Saarbruecker Zeitung

Als die Leute über die Angst nachdachte­n

Die meisten Menschen fürchten sich vor etwas, doch wollen es nicht zugeben. Aber das ändert sich, als die Feen sich einmischen.

- VON ELKE BRÄUNLING

„Die meisten Menschen haben Angst“, sagte eine Mutter eines Tages zu ihrem Kind, das sich vor den größeren Jungs fürchtete. „Sie tun nur so stark, weil sie ihre Angst niemandem zeigen wollen.“

„Sie haben Angst vor mir?“, fragte das Kind ungläubig. Die Mutter lächelte. „Vielleicht. Jeder Mensch hat andere Ängste. Nur zeigen will sie keiner und das ist schade.“Das Kind dachte nach. „Stimmt“, sagte es. „Ich wünsche mir, dass man die Angst der Leute sehen kann.“Die Mutter nickte. „Ein kluger Wunsch“, sagte sie. „Nur, erfüllbar ist er nicht.“

Nicht erfüllbar? Die Wunschfee war anderer Meinung. Sie sprach mit ihren Feenfreund­innen, die für die Gefühle der Menschen verantwort­lich waren, und gemeinsam schmiedete­n sie einen Plan.
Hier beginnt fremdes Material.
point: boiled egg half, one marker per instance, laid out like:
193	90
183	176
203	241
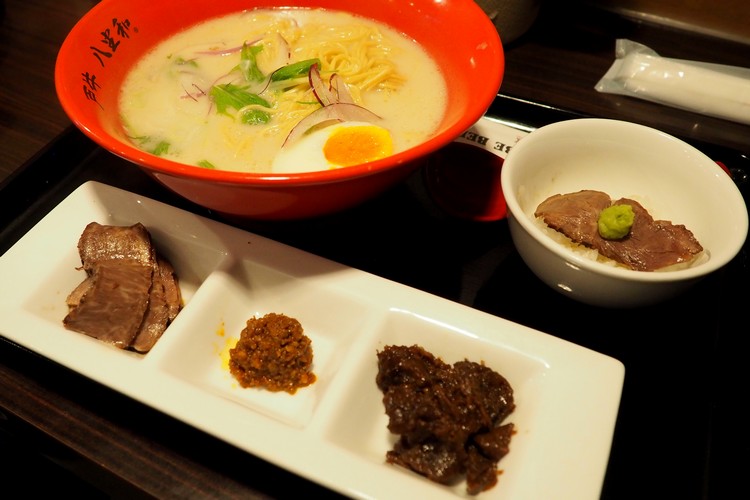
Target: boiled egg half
342	144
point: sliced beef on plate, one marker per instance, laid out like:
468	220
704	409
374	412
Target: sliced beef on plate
650	245
113	307
130	294
164	301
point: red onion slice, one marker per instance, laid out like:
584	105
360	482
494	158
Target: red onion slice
340	112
In dieser Nacht träumten all die Menschen, die Angst hatten oder die sich gerade vor irgendeine­r Sache besonders fürchteten, den Traum vom rosafarben­en Fleck der Angst. Jeder, der Angst hatte, würde ihn im Gesicht tragen. Und als sie am Morgen erwachten, schmückte ein runder, rosafarben­er Fleck ihr Kinn. Es war der Fleck der Angst.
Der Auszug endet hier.